MagiQ is seeking the government’s approval to sell Navajo boxes overseas. Gelfond hopes officials have realized – after trying and failing to restrict encryption exports in the 1990s – that there’s little point in trying to “put the genie back in the bottle” once encryption methods have been invented. After all, he said, researchers in China are known to have experimented with quantum encryption.
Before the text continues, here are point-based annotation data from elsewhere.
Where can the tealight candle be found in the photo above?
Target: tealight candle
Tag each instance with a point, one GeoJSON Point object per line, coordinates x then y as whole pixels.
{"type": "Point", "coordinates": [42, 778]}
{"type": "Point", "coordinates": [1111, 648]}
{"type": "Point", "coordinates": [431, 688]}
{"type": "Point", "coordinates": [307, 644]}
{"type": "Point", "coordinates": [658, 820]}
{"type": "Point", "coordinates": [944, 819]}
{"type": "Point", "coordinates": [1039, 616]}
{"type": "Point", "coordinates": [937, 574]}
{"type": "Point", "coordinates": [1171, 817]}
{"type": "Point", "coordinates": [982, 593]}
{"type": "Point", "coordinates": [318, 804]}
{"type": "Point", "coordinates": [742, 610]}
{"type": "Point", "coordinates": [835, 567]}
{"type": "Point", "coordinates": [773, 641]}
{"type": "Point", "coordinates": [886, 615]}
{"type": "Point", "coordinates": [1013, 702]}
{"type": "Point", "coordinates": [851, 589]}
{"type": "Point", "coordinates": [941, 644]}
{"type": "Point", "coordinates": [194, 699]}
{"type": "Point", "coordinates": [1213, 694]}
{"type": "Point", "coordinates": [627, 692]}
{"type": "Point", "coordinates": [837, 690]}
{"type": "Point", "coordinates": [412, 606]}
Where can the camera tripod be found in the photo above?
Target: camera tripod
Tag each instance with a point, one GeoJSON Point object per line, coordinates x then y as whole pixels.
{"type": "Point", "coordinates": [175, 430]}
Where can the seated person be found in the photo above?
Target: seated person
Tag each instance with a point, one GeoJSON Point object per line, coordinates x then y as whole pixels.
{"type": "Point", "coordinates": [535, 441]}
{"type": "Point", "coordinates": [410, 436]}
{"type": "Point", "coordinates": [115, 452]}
….In any incarnation, quantum encryption employs one of the defining discoveries of physics: Heisenberg’s Uncertainty Principle, which says subatomic particles exist in multiple possible states at once, however hard as that may be to imagine, until something interacts with them.
When one Navajo box sends out a code key, it imparts certain measurable characteristics to photons that travel through the fiber-optic line. When the second Navajo box measures those characteristics, that mere act throws off other characteristics – but the Navajo boxes confer with each other after the transmission is complete and sort it all out. The boxes can be up to 70 miles apart, after which additional boxes are needed as relays. [AP]
What are the ramifications of unbreakable encryption? Mandatory back doors? How do individual privacy rights relate to the government’s investigative needs?